We drove out to Vista one night just before school let out, and my mom dropped me off.  A strong Santa Ana wind blew out of the desert, bringing with it scorching hundred-degree heat.  The schools in San Diego County weren’t air conditioned back in the late 1980s, and conditions were miserable.  In desperation, the middle school where we held our practices threw its students into our pool, clothes and all.  The water turned black and muddy, and though the school maintenance staff had since shocked the water with chlorine, the pool’s filters hadn’t even begun to clean up the mess.  Coach Malone threw his up hands in frustration and told us all to go home.  But we couldn’t go home; half our parents had just dropped us in the parking lot without even getting out of their cars.

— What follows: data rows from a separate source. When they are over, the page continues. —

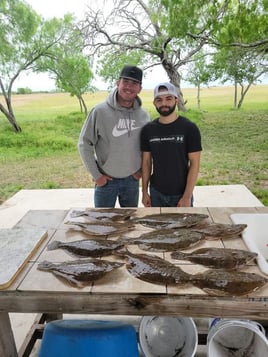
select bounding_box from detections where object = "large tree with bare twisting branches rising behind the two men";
[82,0,268,109]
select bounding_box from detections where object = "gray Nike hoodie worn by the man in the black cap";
[78,88,150,180]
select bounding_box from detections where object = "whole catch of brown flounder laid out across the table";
[35,209,268,296]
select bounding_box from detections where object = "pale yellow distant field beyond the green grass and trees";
[5,85,268,114]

Jeff rallied us, and we piled into two cars.  He drove one, his old beater hatchback.  Shirley drove the other, a white BMW she owned by virtue of her parents’ success with a chain of dry-cleaners.  Jeff put on Van Halen’s “Summer Nights,” and I rode shotgun while he drove us down to the beach a dozen miles away.  We stripped off and dove into the water—six or maybe eight of us, all competitive swimmers.  We swam out to what seemed like the edge of the horizon, until waves rocked us gently in a little knot out past the break line.  We floated.  Breakers crashed into the beach while the sun slowly sank behind our backs.  The sky came alive with the fire of sunset.
I’d never felt so alive or free.
I looked over at my friend Layne and smiled, and she smiled back.  We got to talking, laughing.  She had blonde hair that came down to her shoulders, gorgeous green eyes, and a ready smile.  The body of a pinup-up model, though I’d never really noticed before.  She was a year older, naturally.  
I fell in love for the very first time.

17. At a championship meet, the top eight make the finals and then swim to determine an overall champion.  The next eight qualify for the “consolation finals” or “consuls”.  Depending on the meet’s format, consuls finishers may still score points for their club or school.